By Ian Zabarte
Nukewatch Quarterly Summer 2020
The Shoshone have lived in the Great Basin, home to Yucca Mountain, for more than 12,000 years. The Shoshone primary use of the land and water is their identity.
By the time nuclear weapons testing ended, over 1,000 nuclear tests were conducted on Shoshone land and people. In 1992, the Shoshone began to investigate their radiation exposure.
The Native Community Action Council (NCAC) was created to investigate and found, after review of the 1990 Department of Energy (DOE) Off-site Radiation Exposure Review, that Indian tribes received significantly higher radiation dose in fallout than non-Indians. Higher risk of exposures was found based on lifestyle differences that include: diet, mobility and shelter. The NCAC found increased exposure: 15 times greater for adults, 30 times for youth, and 60 times greater in utero. The results were used as a contention at the Nuclear Regulatory Commission (NRC) licensing of Yucca Mountain for a deep geologic repository for high-level radioactive waste.
Despite spending $10 billion, the administration failed to meet the licensing requirements of the NRC under 10 CFR 960 121.12 OWNERSHIP. Even with the Bureau of Land Management master title plats, the DOE could not prove ownership to Yucca Mountain because the Treaty of Ruby Valley is controlling and, in “full force and effect.” Shoshone title remains unextinguished.
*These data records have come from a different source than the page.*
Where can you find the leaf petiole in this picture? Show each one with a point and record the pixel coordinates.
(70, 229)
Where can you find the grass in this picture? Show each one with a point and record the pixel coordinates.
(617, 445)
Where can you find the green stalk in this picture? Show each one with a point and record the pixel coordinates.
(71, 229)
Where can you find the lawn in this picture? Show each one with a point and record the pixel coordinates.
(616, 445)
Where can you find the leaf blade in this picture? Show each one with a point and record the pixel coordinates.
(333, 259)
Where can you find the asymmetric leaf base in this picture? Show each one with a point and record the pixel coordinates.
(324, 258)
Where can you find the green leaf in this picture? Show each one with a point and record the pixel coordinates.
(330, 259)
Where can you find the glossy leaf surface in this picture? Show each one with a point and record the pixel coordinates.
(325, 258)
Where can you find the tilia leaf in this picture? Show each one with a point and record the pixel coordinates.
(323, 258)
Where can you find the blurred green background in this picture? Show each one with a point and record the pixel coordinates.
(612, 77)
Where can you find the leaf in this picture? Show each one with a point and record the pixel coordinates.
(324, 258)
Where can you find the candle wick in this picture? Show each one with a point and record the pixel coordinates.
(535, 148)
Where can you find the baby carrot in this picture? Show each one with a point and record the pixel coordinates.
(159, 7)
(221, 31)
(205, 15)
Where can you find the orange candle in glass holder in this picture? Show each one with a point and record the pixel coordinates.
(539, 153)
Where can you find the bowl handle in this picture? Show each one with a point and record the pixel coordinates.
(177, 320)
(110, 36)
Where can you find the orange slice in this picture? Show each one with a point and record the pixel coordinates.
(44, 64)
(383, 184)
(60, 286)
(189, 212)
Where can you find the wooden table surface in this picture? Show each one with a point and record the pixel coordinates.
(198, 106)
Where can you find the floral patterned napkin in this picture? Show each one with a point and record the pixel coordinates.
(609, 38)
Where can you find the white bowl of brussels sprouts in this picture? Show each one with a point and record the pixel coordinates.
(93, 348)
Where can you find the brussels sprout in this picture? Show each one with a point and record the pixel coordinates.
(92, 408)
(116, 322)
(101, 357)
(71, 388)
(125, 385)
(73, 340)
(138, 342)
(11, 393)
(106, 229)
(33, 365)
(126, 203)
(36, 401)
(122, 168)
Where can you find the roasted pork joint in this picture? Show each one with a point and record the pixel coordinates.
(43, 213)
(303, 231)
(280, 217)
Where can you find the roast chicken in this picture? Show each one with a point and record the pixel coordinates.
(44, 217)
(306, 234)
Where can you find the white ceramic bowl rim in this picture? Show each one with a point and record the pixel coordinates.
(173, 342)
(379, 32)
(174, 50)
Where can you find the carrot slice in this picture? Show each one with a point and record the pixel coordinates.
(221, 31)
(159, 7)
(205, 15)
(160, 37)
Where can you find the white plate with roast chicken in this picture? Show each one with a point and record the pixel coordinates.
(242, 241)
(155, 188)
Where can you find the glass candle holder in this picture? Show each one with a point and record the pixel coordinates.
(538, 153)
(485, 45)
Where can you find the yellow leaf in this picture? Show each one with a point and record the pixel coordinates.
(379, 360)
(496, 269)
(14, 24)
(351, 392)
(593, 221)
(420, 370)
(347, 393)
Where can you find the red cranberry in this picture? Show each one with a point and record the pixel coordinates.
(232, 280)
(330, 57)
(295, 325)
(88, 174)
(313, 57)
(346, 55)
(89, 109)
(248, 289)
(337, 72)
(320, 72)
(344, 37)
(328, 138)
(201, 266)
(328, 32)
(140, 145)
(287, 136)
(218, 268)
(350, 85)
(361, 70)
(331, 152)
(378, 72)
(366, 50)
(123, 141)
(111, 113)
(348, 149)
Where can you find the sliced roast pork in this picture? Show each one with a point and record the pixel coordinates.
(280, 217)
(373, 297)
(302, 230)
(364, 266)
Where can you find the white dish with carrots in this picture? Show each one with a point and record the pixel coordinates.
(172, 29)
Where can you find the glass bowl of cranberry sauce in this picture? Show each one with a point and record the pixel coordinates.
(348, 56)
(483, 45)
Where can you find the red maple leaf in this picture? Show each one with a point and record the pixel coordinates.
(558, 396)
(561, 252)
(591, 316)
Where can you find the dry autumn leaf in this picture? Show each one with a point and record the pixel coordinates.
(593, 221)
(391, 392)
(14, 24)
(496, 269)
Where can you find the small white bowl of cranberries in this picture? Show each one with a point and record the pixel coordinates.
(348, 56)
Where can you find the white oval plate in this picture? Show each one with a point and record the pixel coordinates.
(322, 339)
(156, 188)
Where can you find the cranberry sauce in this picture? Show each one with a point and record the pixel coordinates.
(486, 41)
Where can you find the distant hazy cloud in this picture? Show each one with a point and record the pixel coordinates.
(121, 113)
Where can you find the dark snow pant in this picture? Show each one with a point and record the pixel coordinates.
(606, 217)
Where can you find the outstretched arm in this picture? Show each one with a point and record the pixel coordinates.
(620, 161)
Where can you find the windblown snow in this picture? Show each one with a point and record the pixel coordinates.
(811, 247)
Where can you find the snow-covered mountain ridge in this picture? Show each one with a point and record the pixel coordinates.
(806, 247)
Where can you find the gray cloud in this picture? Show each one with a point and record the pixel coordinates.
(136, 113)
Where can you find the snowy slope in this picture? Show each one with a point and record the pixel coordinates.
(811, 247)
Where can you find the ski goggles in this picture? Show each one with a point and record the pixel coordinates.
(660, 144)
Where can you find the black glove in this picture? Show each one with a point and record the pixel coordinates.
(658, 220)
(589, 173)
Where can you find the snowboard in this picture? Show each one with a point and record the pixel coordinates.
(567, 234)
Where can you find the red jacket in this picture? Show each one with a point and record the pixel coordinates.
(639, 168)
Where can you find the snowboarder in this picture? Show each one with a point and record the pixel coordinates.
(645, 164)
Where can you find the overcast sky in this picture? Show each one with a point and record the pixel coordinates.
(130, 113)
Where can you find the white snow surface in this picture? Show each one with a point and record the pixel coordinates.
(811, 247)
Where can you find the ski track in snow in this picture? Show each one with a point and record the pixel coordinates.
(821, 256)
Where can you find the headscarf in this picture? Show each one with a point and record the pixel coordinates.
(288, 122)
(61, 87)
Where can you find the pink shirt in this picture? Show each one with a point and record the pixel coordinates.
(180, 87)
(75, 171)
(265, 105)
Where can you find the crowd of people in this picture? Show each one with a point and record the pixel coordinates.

The DOE’s 1990 Yucca Mountain Cultural Resource Study created a study protocol of cultural triage.* Triage is appropriately used in natural disasters to determine where limited resources are used to maximize survival. Cultural triage is defined as, “a forced choice situation in which an ethnic group is faced with the decision to rank in importance equally valued cultural resources that could be affected by a proposed development project.” In Shoshone country, there is no natural disaster to invoke triage; there is no development project that justifies requiring the Shoshone to choose whether water or land is more important. As said earlier, water and land are Shoshone identity. What the Shoshone people experience with the Yucca Mountain radioactive waste proposal is a deliberate act to dismantle Shoshone living lifeways in relation to the land—an ethnic cleansing—for the benefit and profit of the nuclear industry.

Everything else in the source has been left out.